Moss Mansion Embraces Its Haunted Past For Halloween

Volunteer actors comprise the cast of the Moss Mansion’s annual Horror Theater, which opens on Friday and continues through Halloween.

The Moss Mansion’s annual labyrinth has been rebuilt this year to be even scarier and more confusing, according to staff. The “Haunted Maze” opens on Friday and continues each weekend through Halloween.

A clown peers through an architectural feature at the Moss Mansion during a previous Halloween. More than 60 volunteers a day make Halloween the scariest time of the year at the mansion.

The Moss Mansion turns into a horror show during Halloween, opening on Friday and continuing each weekend through Oct. 31.

The Moss Mansion, built in 1903, has been rumored for decades to be haunted, fueled in part by the deaths of several members of the Moss family in the home.

Embracing its haunted history, each year staff and volunteers at the historic mansion turn its grounds into a spooky labyrinth and host a horror theater show inside, both of which open Friday.

Jenna Peete, Moss Mansion executive director, said they love taking part in Halloween events.
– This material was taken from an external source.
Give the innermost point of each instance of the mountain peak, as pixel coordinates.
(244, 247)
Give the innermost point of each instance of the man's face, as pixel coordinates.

With a small staff of eight, Peete relies on more than 60 volunteers a day to put on a showing of Halloween frights and delights.

“Halloween has become one of the biggest things we do — as big as Christmas,” Peete said. “So many people come to the Moss for the first time for Halloween. It’s exciting to see them engage with the historic house.”

Volunteers work hard at frightening attendees, Peete said. “We get a lot of satisfaction from all of the screams and laughter.” Though she hasn’t experienced paranormal activity within the house, several volunteers have had unusual encounters.

Peete remains an enthusiastic skeptic. “If people ask me about the mansion being haunted, I say it is, and it’s me. If you see a light on late at night, it’s still me, working.”

This year, the labyrinth has been reworked, so the maze is new and full of terrifying inhabitants. The popular “Horror Theater” is back as well, starring patients who have checked into the “Moss Mansion Asylum for the Criminally Insane.” Visitors to the mansion will interact with patients and staff, played by local volunteer actors.

The Horror Theater opens Friday and continues on Saturday with 14-person tours starting at 6:30 p.m. inside the mansion. Shows continue on October 18, 19, 25, 26 and 31. Guests are encouraged to come early and book a tour in advance, as they do sell out. Tickets are available event nights only for $18 per person.

The Haunted Maze also opens Friday and will be open the same dates as the Horror Theater. Tours begin at 7 p.m. on the north lawn. Tickets, for $10, are also only available the night of the event.

Tickets to both, on the same night, are $25. Food, including kettle corn and hot dogs, will be available for purchase.

New to the lineup this year is the Kids’ Edition Labyrinth, held on Halloween and open before dark. Children are invited to enter the maze from 4 p.m. – 6:30 p.m., before the scary things come out. The cost is $2 per person, and children must be accompanied by an adult.

All proceeds benefit the Moss Mansion’s preservation, programs, and mission. The Mansion is currently focused on restoring parts of the home damaged by Montana’s difficult winters.

“There are a lot of recurring themes with a home of this age, and truly, water is one of them,” Peete said. “That’s taken a lot of our focus over the past few years,” including roof repairs and interior water damage. A recent hail storm didn’t wreack as much havoc as it could have, Peete believes, in part to NorthWestern Energy’s recent trimming of the cottonwoods on the grounds. The house lost a couple windows, and the gardens were pelted, but overall, damage was minimal.